Given the lack of Romanian workers, more and more employers are turning to those from poor countries such as Nepal, Sri Lanka and the Philippines.

Because they are very hardworking, Nepalese are mainly employed in tourism. So don’t be surprised if you find them in hotels and restaurants. In their countries they are facing the same phenomenon that Romania went through 15-20 years ago, when our people left the country en masse for Spain, Italy, England or Germany, for a better life.

Hardworking and always with a smile on their face. This is how colleagues describe Nepali workers. Sange Sherpa is 36 years old and is a kitchen assistant. He left his wife and three children in the country. For him, Romania means the chance to guarantee his loved ones a better life.

He came to a country with a culture that was completely different from his own, but he got used to it.

Sange Sherpa: “The food is different. I like my food.”

Iosif Stefanescu, master chef: “For me, in ’97, I went through this. I went to Germany for a better life, my little girl was 6 weeks old at the time. I enjoyed this experience, so I taught them a little. I showed them where to live, the means of public transport.”

On his free days, Sanghe visits the city of Bucharest. He doesn’t shop because he sends home almost all the money he earns.

Sanghe has two friends who work at a restaurant in a shopping center. Maesh is 33 years old, married and has two children. He has already learned a few words in Romanian.

“I like sarmale. We make burgers. We have salad, cucumbers, tomatoes. I put bread”, he says”

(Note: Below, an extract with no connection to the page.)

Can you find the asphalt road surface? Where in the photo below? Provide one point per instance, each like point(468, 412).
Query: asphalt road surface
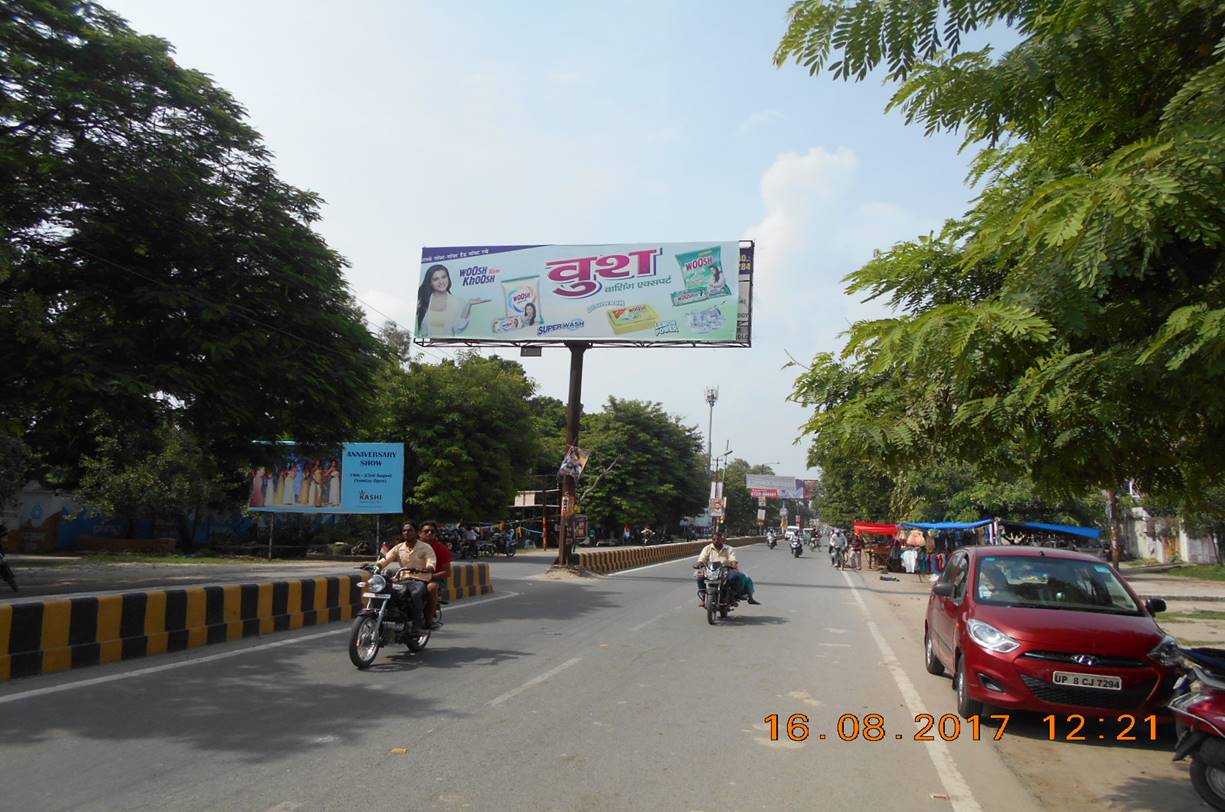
point(606, 693)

His brother has the day off and welcomed us to his room where they both live here in Romania.

“This is my bed, this is my brother’s bed. Here is the kitchen”, describes the house”

Three other Nepalis arrived in Romania two days ago. They will cook for a supermarket chain in Bucharest.

“I got married, before coming here, I have family in Nepal. My wife, sister, parents, grandparents. They all live in the same house,” says the man. ”

“It’s better than I expected. She is my wife. We came here together.”, says another Nepali.

The above people earn around 200 dollars per month in Nepal. In Romania, your salary is 3-4 times higher. The state forces employers to offer the average wage in the economy to unskilled workers. Employers are willing to give them, in some cases, higher salaries than Romanians, because in the last two years it has been difficult for them to find serious employees.